A talk by the creator and release manager of PloneFormGen (PFG).
Past (where does PFG come from)
- Formulator (Martijn Faassen, heavily using property sheets)
- PloneFormMailer (Jens Klein, Reinout van Rees, wrapper around Formulator)
The concept of PFG was to reuse Archetypes and make it simpler. (Simplicity had a priority over being complete). Fields are individual content types. Each field contains an embedded Archetypes field which knows how to render itself.
Even actions adapters are content types, which can be copied, moved,
et cetera. Note that despite the name, they are not Z3 adapters! Each
action adapter has an
OnSuccess method. You can have multiple action
adapters which are executed in order.
Present (the way PFG is being used, what is possible)
Extensions for PFG:
- Salesforce adapter
- CAPTCHAs (which draws it’s own CAPTCHAs by default, but can also use other sources)
- Ad-hoc validators / defaults
- Multiple controlled actions
- Chained forms (required hidden fields at the moment)
- Turn fields on and off based on the context (e.g. hide fields for anonymous users)
- SQL CRU(D)
- Highly customized thanks pages
- Posting to the outside world
- Creating content (Steve will create a tutorial on this subject)

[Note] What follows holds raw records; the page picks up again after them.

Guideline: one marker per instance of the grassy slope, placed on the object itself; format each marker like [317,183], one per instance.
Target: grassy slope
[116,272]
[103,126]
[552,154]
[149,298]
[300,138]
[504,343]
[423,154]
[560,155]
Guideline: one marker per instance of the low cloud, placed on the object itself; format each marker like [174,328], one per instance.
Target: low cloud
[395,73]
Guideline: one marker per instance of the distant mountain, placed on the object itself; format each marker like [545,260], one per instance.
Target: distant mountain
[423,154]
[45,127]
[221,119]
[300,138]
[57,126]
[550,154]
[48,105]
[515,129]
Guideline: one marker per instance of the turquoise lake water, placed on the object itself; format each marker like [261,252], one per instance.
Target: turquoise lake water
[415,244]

- Incredibly inefficient due to Plone 2.1 architecture
- Not interactive enough
Future (what do we want the UI to look)
Things PFG needs/Steve wants to use:
- Zope 3 events
- Zope 3 Schema
- KSS (for inline validation and form editing)
- Smooth migration
- Stay simple
- Cross-site request forgery (CSRF) protection
Steve would like more people to be involved in the development. You are more than welcome to join the sprint and translations are also needed.
The vertical presentation of the fields is in many cases not the layout one needs. However, since PFG uses the Plone form framework, it’s unlikely that PFG will solve this by itself any time soon. You’ll need CSS to get the layout you want.